Seitdem ich im Garten arbeite, spüre ich die Zeit anders. Sie vergeht wesentlich langsamer. Sie dehnt sich aus. Die Zeit bis zum nächsten Frühling kommt mir wie eine halbe Ewigkeit vor. Das nächste Herbstlaub rückt in eine unvorstellbare Ferne. Auch der Sommer ist mir unendlich weit. Der Winter schon dauert ewig. Die Arbeit im winterlichen Garten verlängert ihn. Noch nie kam mir der Winter so lang vor wie in meinem ersten Gärtner-Jahr. Unter Kälte und Dauerfrost habe ich sehr gelitten, aber nicht meinetwegen, sondern vor allem wegen der Winterblüher, die ihre Blüten, selbst mitten im Schnee und Dauerfrost, behielten. Meine Sorge, die eine Fürsorge war, galt vor allem den Blumen. Der Garten entfernt mich einen Schritt mehr von meinem Ego. Ich habe keine Kinder. Mit dem Garten aber lerne ich langsam, was die Fürsorge, die Sorge um andere bedeutet. Der Garten ist ein Ort der Liebe gewesen.

Die Zeit des Gartens ist die Zeit des Anderen. Der Garten hat seine Eigenzeit, über die ich nicht verfügen kann. Jede Pflanze hat ihre Eigenzeit. Im Garten kreuzen sich viele Eigenzeiten. Herbstkrokusse und Frühlingskrokusse sehen sich ähnlich, aber sie haben ein ganz anderes Zeitgefühl. Es ist erstaunlich, dass jede Pflanze ein ausgeprägtes Zeitbewusstsein hat, vielleicht sogar mehr als der Mensch, der heute irgendwie zeitlos, zeitarm geworden ist. Der Garten macht eine intensive Zeiterfahrung möglich. Während meiner Arbeit im Garten bin ich zeitreich geworden. Der Garten, für den man arbeitet, gibt viel zurück. Er gibt mir Sein und Zeit. Das ungewisse Warten, die erforderliche Geduld, das langsame Wachstum bringen ein besonderes Zeitgefühl hervor. In der Kritik der reinen Vernunft beschreibt Kant die Erkenntnis als eine Erwerbstätigkeit.
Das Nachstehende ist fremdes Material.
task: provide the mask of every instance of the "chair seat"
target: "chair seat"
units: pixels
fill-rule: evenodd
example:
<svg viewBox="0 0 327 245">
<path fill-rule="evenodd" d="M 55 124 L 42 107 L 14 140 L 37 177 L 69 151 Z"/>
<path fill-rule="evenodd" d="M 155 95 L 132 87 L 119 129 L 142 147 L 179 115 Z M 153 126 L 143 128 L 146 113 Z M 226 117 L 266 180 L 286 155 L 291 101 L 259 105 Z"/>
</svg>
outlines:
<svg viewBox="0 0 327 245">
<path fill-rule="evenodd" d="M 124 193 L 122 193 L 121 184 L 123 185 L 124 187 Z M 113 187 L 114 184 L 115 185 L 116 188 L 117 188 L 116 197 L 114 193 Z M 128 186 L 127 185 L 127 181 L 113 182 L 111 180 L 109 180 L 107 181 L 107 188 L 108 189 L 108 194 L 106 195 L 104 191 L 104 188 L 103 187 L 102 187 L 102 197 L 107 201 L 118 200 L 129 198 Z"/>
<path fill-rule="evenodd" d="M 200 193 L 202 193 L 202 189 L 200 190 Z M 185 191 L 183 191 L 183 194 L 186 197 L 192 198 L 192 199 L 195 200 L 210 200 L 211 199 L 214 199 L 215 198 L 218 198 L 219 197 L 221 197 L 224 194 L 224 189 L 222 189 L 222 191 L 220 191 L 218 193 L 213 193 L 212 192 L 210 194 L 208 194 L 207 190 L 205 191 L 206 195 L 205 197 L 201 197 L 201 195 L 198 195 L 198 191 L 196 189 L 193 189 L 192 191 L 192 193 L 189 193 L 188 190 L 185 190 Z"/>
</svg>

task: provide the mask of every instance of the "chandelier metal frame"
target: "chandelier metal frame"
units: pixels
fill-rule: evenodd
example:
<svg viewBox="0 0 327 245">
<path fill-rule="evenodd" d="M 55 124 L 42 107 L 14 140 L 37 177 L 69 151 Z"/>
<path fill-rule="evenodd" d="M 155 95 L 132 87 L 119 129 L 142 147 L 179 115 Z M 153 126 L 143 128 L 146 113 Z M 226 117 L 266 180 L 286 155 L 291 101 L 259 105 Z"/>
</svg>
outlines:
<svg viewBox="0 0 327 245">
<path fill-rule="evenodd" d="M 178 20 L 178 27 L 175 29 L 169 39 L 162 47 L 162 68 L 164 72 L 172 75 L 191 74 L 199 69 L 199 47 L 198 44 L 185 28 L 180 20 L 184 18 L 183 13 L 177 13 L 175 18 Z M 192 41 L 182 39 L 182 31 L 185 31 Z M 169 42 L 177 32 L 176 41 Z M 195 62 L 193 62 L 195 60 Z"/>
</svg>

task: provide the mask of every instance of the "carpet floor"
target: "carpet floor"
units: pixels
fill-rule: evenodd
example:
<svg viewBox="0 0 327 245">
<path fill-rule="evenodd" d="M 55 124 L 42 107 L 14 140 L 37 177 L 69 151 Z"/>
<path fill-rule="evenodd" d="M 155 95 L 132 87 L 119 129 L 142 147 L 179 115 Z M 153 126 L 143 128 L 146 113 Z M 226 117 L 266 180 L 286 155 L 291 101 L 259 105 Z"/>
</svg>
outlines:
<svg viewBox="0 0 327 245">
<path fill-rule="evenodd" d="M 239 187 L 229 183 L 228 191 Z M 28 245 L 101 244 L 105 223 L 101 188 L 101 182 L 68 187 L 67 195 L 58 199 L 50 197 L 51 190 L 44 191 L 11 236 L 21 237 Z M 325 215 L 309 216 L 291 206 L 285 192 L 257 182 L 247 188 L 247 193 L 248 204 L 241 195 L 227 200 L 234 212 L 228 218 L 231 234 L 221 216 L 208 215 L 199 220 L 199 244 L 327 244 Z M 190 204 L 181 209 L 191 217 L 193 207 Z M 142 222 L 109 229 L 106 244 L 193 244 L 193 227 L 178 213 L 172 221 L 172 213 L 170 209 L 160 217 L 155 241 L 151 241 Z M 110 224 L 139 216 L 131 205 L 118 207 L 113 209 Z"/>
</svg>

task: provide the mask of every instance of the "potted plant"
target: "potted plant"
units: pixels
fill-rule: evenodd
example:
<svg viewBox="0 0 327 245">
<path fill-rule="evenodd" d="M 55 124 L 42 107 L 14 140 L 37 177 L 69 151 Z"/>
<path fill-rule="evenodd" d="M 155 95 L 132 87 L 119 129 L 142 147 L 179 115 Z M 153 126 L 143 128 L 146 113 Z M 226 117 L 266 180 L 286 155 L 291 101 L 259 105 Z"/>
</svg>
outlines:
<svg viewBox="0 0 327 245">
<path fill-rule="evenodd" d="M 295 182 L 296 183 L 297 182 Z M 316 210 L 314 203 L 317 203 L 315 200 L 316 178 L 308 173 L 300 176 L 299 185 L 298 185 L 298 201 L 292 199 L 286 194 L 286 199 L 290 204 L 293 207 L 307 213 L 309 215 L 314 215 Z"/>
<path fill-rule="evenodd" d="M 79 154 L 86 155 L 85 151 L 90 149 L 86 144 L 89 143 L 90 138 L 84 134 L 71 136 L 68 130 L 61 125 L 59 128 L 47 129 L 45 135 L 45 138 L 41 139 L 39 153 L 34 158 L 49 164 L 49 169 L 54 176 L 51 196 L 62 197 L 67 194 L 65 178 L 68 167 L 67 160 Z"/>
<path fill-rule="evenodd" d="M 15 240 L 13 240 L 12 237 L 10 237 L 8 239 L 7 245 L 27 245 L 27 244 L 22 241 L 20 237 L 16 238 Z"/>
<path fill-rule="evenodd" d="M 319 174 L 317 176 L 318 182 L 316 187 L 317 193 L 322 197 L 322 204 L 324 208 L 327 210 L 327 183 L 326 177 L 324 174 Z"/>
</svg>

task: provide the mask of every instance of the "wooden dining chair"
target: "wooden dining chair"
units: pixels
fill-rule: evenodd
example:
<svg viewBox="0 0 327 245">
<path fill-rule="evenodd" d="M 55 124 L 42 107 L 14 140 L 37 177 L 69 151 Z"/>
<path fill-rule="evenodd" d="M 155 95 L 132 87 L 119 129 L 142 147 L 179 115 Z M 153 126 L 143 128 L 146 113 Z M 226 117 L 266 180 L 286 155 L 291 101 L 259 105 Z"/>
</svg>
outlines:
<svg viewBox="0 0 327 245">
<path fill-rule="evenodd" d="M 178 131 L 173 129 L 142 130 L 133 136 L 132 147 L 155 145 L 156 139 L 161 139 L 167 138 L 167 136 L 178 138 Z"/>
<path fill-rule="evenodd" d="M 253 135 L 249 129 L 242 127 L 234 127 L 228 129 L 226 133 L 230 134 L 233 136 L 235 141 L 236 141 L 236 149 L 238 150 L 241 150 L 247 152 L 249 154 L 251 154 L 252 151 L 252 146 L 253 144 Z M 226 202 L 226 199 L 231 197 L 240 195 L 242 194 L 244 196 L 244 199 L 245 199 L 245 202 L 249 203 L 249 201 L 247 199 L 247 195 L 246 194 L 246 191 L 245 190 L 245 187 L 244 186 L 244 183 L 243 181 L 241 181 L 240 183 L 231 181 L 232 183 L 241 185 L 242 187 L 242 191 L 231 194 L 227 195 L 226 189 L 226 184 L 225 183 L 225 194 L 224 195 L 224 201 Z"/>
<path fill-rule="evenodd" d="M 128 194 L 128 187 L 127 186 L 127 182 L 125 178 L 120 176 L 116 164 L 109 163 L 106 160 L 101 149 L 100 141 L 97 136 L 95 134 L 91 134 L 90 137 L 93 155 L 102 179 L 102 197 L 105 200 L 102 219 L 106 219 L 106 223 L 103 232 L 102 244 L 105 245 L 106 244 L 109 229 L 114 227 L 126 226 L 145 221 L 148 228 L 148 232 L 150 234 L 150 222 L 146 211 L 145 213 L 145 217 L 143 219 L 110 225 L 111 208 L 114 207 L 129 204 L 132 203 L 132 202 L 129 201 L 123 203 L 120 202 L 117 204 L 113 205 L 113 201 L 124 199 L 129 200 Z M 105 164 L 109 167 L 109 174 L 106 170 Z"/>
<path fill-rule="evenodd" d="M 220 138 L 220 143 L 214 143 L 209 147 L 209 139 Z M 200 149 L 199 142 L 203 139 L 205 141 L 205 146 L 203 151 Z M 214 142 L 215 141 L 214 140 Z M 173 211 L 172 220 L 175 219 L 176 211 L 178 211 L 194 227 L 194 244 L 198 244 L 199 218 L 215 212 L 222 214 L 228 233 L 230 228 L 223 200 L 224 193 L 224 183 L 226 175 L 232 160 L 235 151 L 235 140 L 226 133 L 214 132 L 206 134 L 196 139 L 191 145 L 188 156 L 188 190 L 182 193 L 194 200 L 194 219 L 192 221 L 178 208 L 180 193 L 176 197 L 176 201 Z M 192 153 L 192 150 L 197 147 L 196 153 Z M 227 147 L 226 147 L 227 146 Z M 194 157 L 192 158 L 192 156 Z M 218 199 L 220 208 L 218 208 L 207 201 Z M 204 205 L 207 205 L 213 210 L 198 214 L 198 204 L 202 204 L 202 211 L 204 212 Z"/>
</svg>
Sie arbeite, so Kant, an dem »wirklich neuen Erwerb«. In der ersten Auflage der Kritik der reinen Vernunft spricht Kant statt vom »Erwerb« vom »Anbau«. Was könnte Kant dazu veranlasst haben, in der zweiten Auflage »Anbau« durch »Erwerb« zu ersetzen?

»Anbau« mochte Kant vielleicht zu sehr an die bedrohliche Kraft des Elements, an die Erde, an die dieser immanente Ungewissheit, Unberechenbarkeit, an den Widerstand, an die Macht der Natur erinnert haben, die das Gefühl der Autonomie und Freiheit des kantischen Subjekts empfindlich gestört hätte. Der städtische Erwerbstätige wird seine Arbeit unabhängig vom Wechsel der Jahreszeiten verrichten können, was dem Bauern, der ihrem Rhythmus unterworfen ist, unmöglich ist. Das Warten oder die Geduld, die Kant zur »weiblichen Tugend« erniedrigt, die man aber dem langsamen Wachsen des der Erde Anvertrauten entgegenzubringen hat, ist dem kantischen Subjekt womöglich fremd. Die Ungewissheit, der der Bauer ausgesetzt ist, mag ihm unerträglich erscheinen.